Bridget McCormack: Yeah, I think that’s where you see the big breakthroughs – like whole new ways of doing business.

Part of me couldn’t help thinking, in the case of that California rent appeal win, how much time and heartache (and probably worse than heartache) would have been saved if the trial court had had a large language model to help it in the first instance. Because between the time the trial court ruled against that tenant and when she won on appeal, I guarantee you it was a couple of years at least. Who knows what happened to her in the meantime, right? So the “think bigger” part of me was like, this is really exciting – let’s give this technology to the trial courts, where judges are trying to juggle so many cases with so many litigants (many of whom will never be able to afford lawyers). Lawyers are never going to be the solution to the crowded state court dockets. So maybe sooner rather than later, we figure out some solutions for trial courts.
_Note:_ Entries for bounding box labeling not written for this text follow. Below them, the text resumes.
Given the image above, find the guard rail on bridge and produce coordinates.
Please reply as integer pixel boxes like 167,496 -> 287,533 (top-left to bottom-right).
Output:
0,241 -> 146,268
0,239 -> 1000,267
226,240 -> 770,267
Jen Leonard: Well, this has been an encouraging episode, I feel. Some big early wins and some very cool experiments – and different parts of the profession coming together. I loved this conversation, and I’m grateful to you, as always, Bridget, for alerting me to some really interesting things happening all around the field.

Bridget McCormack: I was actually participating remotely in a conversation that Dan Linna at Northwestern (who I know you know) was hosting – it was Dan plus a member of the computer science faculty at Northwestern, with a bunch of judges and some court administrators. There were federal judges and state judges from different jurisdictions – some were there in person, some online like I was – and I was encouraged by how open and curious that audience was. It was a small sample size, obviously, not representative of the whole world of judges – but there are certainly judges out there who are feeling the pressure to deliver better on what they took an oath to deliver. And if they think this technology might help them do that, they’re interested. That’s exciting, I think.

Adam is a great voice for helping people get comfortable – because like you said, he’s sort of the fanciest of fancy lawyers.(Laughing) I mean, you phrased it a little more professionally than I did. But the fanciest of fancy lawyers says, like, “Hey, I just ran the experiment, and it did it as well as I could do.” That’s gold, in a way. That’s giving the profession’s giants an opportunity – like, let’s figure out how we might use this to solve some big problems.

Jen Leonard: And to put a really fine point on what you’re saying: if you’re out there and you’re a judge, or a law professor, or a law firm partner – or anybody who feels like you’re carrying the torch alone on this but you’re excited – find Adam’s Substack and send it around to people. Because he is the fanciest of fancy lawyers, and he’s a persuasive voice. I cite him all the time to try to get people excited about this and to persuade them.

Well, thank you. As always, it was great to see you, and great to be with everybody out there. We look forward to seeing you on the next episode of AI and the Future of Law. In the meantime, stay well.